September 21, 2021
Designing high-performance products involves a multidisciplinary approach from all branches of engineering and technology. An early decision in the design cycle, after defining the fit, form, and function of a product is material selection. In this blog post, we discuss the material science behind graphene in the context of HPC.
Material selection involves an understanding of:
- Continuum mechanics
- Rheology of fluids
- The art of customization
- Manipulating the very fabric of both solids and fluids to achieve a required performance goal
High-performance computing (HPC) is at the forefront of developing new classes of materials and understanding how their unique properties can be applied in the design and commercialization of new products or improvement of existing products.
HPC helps material scientists develop new materials through high-performance computer simulation of manufacturing processes to optimize process parameters, molecular dynamics, and system-level performance optimization. One of the most talked-about modern materials used in all branches of engineering is graphene.
What is graphene, and what’s all the hype?
Graphene, dubbed the future of tech, is an atom-thick hexagonal sheet of carbon atoms. Layering the sheets on top of each other is the process of creating a graphitic structure.
You may recognize graphite as being the material used in pencil lead. Given the minute dimensions of a carbon atom itself, it takes roughly 3 million graphene layers to build a 1mm thick graphite sheet.
Graphene is the strongest material ever tested
Structurally, graphene is stronger than diamond but exhibits elasticity properties that rival those of elastomeric rubbers at a fraction of their weight. Aside from its strength, graphene possesses other outstanding properties.
Graphene’s electrons are 100x more mobile than the electrons of silicone; it spreads heat through conduction 2x better than diamond and is impervious to even the smallest atom, helium.
A cutting-edge material in sports equipment
Given graphene’s outstanding mechanical, thermal, and electrical properties, it is no surprise that it has been widely used in the sports equipment industry in recent years. Design engineers of top athletic equipment use cutting-edge technology to design gear that better fits their customers’ needs.
Two exciting applications of graphene are ultralight tennis racquet frames and high-performance golf balls.
Graphene used in tennis racquets
HEAD, one of the early adopters of graphene, first used graphene in their YouTek Speed series tennis racquets in 2013 to better balance their racquet frames. HEAD now regularly uses graphene in their racquets featuring their Graphene 360+ technology.

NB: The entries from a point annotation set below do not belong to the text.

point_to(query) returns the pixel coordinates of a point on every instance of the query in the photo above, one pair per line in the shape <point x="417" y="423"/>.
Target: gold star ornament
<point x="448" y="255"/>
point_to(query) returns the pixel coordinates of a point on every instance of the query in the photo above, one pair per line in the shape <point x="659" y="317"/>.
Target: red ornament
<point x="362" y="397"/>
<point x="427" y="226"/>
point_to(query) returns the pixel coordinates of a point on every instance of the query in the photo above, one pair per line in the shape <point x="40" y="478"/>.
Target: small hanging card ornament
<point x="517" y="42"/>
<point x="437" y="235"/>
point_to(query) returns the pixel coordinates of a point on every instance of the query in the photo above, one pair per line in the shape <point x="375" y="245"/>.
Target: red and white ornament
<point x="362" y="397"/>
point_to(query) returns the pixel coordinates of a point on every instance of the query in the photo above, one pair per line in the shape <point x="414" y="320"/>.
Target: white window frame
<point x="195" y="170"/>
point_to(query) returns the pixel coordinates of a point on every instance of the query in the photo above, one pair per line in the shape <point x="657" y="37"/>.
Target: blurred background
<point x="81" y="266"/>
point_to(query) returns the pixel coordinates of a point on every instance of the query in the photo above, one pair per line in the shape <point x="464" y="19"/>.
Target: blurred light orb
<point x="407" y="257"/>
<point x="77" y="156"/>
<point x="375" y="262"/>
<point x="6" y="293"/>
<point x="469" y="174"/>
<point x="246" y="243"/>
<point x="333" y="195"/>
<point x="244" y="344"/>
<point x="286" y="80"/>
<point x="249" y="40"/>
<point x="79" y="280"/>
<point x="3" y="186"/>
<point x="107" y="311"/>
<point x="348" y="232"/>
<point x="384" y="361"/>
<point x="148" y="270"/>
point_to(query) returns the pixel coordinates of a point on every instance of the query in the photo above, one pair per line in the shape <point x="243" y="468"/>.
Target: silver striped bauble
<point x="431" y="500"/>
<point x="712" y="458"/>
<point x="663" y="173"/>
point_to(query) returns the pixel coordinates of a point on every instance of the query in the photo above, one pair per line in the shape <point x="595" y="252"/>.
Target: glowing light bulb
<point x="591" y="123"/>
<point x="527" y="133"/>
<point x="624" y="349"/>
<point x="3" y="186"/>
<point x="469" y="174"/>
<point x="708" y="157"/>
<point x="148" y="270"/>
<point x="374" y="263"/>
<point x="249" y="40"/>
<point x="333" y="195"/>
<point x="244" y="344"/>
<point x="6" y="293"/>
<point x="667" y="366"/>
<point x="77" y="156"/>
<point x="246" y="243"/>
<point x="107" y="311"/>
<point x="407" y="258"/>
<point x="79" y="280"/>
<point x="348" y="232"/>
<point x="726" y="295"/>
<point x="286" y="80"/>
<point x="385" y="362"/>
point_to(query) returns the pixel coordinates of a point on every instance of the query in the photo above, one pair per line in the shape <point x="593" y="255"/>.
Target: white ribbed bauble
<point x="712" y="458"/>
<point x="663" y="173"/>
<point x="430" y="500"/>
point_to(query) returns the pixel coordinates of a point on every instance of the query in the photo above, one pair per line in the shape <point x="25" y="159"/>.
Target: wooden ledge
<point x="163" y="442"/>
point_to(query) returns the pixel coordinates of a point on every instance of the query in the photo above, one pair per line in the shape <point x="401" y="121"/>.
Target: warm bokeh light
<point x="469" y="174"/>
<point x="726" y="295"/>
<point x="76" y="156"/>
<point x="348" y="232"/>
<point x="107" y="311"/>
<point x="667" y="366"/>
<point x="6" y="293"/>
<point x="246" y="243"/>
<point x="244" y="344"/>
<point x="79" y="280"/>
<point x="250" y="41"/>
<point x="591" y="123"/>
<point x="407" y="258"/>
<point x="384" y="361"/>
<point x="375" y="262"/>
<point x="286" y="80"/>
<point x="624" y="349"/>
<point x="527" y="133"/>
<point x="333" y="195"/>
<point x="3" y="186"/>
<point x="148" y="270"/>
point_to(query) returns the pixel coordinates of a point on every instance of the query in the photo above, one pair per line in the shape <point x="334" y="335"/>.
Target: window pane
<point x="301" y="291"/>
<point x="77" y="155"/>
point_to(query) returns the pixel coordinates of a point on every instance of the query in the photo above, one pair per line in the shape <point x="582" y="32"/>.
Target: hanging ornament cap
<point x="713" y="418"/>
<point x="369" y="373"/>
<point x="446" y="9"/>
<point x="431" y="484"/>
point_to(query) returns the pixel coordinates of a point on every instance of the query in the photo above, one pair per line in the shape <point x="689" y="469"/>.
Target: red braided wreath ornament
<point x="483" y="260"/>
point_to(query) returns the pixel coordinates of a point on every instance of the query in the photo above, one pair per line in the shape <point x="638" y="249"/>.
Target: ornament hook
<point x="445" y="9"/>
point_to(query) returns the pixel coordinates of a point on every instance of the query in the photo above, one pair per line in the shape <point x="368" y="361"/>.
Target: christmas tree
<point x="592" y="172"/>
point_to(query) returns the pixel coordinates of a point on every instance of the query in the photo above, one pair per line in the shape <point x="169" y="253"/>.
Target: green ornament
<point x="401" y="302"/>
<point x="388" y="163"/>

The use of graphene enables a redistribution of weight from the racquet shaft to the grip and head. This redistribution allows the tennis player to generate more kinetic energy and impart a higher velocity to the hit tennis ball.
Graphene used in golf balls
Infusing graphene in the outer layer of golf balls adds both strength and flexibility to the plastic outer layer. Because of the outer layer’s improved strength and flexibility, the golf ball can be reduced in size. The reduction in size results in a larger soft inner core making the ball softer and more flexible. A softer golf ball gives the player more control and is also more forgiving as it tends to go straight and maintain speed even if inaccurately hit.
The computer-aided design (CAD) details and material models used to design a perfect golf ball are, in part, due to the unprecedented advances in parallel processing powered by the cloud.
Graphene is used in gear for other competitive sports such as surfing, fishing, table tennis, and leisure activities such as hiking
- Fishing rods made with graphene-doped materials are stronger and more flexible than ever
- Surfboards and paddles are lighter and stronger
- Graphene-enhanced rubber outsoles for training shoes allow track and field athletes to perform better
Computer simulation and analysis are widely used to evaluate the effect material selection has on the performance of the design
Simulation software such as GENESIS and Visual Molecular Dynamics have parallel computation processing capabilities and are used widely to manipulate macromolecules. COMSOL and Lumerical used in a parallel computing environment allow teams of engineers and scientists to evaluate superconductivity and its application in semiconductors. Ansys explicit dynamics and MEMS simulations help design sensors by capturing design details that cannot be modeled with desktop computers.
HPC has and continues to play an important role in developing new materials and evaluating them using virtual environments.
Disclaimer: We are not affiliated, associated with, or in any way represent HEAD.